The soft drinks giant is using data to better understand how to deploy its resources, including marketing spend and investment for innovation, to fuel topline growth.
“We’ve got clearer and clearer where and how money is made,” he said, speaking at the Barclays Global Consumer Staples Conference today (7 September).
The company takes an approach that combines “insight and culture” to understand how to deploy investments. This determines how it launches innovations and expands new categories such as ready-to-drink alcohol in particular markets.
Quincey said there is a risk that the company overextends itself when trying to move into new areas, which would spread its resources too thin. It uses data to go after “not just… the best opportunities but the most winnable opportunities in the short term”.
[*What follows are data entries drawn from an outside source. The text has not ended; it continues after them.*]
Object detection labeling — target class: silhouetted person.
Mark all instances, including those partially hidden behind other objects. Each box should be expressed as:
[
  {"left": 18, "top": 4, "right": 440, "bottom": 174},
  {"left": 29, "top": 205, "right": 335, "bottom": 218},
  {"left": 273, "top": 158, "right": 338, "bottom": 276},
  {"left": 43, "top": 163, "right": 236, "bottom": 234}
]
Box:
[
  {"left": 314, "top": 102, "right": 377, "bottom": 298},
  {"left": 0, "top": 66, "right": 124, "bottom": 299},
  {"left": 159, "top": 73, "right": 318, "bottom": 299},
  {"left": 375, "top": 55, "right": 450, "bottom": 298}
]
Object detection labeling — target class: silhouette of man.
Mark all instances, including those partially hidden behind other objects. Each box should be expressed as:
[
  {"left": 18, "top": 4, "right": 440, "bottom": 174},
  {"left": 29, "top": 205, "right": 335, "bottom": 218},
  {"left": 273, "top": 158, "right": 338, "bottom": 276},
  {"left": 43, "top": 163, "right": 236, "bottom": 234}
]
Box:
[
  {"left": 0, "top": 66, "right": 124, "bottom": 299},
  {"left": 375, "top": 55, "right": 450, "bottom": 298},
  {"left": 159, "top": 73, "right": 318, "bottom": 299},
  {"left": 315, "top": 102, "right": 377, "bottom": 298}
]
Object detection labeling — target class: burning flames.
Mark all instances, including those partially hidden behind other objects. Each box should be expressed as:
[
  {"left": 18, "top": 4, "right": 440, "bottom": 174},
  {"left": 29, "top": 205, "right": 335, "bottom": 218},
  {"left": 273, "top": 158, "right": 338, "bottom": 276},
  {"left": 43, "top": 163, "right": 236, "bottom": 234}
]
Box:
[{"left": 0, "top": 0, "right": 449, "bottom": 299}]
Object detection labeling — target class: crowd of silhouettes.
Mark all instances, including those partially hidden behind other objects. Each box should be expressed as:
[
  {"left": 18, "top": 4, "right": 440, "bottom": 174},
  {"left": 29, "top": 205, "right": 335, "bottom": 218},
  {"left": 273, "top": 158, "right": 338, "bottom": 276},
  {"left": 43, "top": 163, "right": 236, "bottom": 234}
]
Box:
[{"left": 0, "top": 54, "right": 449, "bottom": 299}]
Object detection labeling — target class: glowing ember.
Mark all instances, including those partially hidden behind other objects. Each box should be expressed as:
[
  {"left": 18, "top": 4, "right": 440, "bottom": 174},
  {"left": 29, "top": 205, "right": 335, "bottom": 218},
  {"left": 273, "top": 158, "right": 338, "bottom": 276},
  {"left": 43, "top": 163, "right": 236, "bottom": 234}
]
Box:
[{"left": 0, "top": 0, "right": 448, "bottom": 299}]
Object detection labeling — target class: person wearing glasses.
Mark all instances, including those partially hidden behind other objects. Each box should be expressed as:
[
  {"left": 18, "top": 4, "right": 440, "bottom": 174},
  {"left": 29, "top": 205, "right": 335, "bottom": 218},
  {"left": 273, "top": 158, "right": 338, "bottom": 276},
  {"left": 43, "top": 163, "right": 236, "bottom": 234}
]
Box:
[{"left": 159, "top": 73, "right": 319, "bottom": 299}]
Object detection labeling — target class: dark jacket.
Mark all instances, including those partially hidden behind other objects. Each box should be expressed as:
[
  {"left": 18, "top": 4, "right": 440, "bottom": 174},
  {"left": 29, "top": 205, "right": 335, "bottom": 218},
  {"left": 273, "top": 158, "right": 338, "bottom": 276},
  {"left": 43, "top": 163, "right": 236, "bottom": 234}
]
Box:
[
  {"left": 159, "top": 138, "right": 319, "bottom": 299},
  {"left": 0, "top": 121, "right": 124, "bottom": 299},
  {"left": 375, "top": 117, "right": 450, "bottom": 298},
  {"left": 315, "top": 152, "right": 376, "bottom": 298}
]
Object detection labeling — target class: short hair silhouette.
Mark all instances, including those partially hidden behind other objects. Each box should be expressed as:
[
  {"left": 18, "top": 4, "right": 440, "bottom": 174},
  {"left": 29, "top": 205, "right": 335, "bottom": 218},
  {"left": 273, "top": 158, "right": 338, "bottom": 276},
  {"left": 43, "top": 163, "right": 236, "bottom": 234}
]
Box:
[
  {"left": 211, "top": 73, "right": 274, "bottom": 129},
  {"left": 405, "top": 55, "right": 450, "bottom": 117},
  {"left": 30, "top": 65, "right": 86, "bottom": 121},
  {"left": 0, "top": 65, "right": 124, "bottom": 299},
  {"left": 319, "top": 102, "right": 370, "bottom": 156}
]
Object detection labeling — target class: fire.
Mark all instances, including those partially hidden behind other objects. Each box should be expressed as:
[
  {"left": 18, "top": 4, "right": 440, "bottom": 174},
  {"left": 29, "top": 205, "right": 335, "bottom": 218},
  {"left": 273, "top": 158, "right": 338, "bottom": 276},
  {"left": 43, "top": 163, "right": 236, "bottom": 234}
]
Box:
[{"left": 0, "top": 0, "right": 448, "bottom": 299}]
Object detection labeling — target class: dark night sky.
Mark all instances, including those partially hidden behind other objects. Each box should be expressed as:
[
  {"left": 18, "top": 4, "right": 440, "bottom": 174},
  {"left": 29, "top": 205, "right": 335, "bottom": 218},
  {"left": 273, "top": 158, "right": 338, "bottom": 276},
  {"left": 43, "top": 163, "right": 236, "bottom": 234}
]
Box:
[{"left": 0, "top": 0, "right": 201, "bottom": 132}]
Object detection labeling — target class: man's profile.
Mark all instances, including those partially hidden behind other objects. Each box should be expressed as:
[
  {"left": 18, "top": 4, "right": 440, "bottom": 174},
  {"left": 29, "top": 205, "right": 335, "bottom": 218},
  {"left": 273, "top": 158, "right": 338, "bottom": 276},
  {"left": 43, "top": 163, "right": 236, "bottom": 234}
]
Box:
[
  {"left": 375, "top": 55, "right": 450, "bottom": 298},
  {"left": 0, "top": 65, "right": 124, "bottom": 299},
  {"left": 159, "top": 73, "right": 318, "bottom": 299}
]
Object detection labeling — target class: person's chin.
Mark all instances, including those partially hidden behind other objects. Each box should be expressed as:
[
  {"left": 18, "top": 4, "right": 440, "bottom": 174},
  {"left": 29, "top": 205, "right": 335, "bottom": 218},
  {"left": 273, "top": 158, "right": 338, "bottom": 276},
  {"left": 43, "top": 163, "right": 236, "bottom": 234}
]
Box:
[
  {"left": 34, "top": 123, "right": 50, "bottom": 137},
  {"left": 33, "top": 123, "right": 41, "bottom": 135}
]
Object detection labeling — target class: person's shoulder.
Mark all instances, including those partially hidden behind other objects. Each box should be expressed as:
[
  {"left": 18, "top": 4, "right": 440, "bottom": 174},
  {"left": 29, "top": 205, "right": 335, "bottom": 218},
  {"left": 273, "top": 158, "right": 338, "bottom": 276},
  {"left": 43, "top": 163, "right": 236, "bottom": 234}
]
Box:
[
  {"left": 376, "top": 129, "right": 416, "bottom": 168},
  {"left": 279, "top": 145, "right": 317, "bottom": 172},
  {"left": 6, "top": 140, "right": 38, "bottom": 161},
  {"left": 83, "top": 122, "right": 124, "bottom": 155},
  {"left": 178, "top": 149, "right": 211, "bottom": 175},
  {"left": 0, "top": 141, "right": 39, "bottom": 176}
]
He highlighted the dynamism of what he termed the company’s “all-weather approach”. The past few years have been chaotic on a macro-level, he said, with the world going from crisis to crisis.
“We can’t tell what the weather’s going to be like next year or any particular year,” he said, while stating this year had served as further proof that Coca-Cola is equipped for topline growth regardless of macroeconomic “weather”.
In the end, you’re doing marketing to support, sustain and grow the business.
James Quincey, Coca-Cola
In its most recent results for the three months ended 30 June 2023, Coca-Cola upped its revenue guidance for the year, after “delivering on its strategy” and generating net revenue growth of 6% in its second quarter.
That strategy has included a transformation of Coca-Cola’s marketing to create a more “harmonised” function. This has included reducing the number of agencies the company works with and creating more “synchronised” systems.
Speaking to an audience consisting mainly of investors at the Barclays conference, Quincey explained the primary goal of the marketing transformation is to drive commercial growth.
“In the end, you’re doing marketing to support, sustain and grow the business,” he said.
The metric Coca-Cola uses to judge this goal is increasing “weekly plus drinkers”, which means acquiring consumers to grow its brands.
Quincey said he and Coca-Cola CMO Manolo Arroyo are aligned on this goal for the marketing transformation, however, he acknowledges that other measures of success will layer up to this.
The marketing system works best when the company itself, retailers and bottlers are aligned on commercial goals, he added.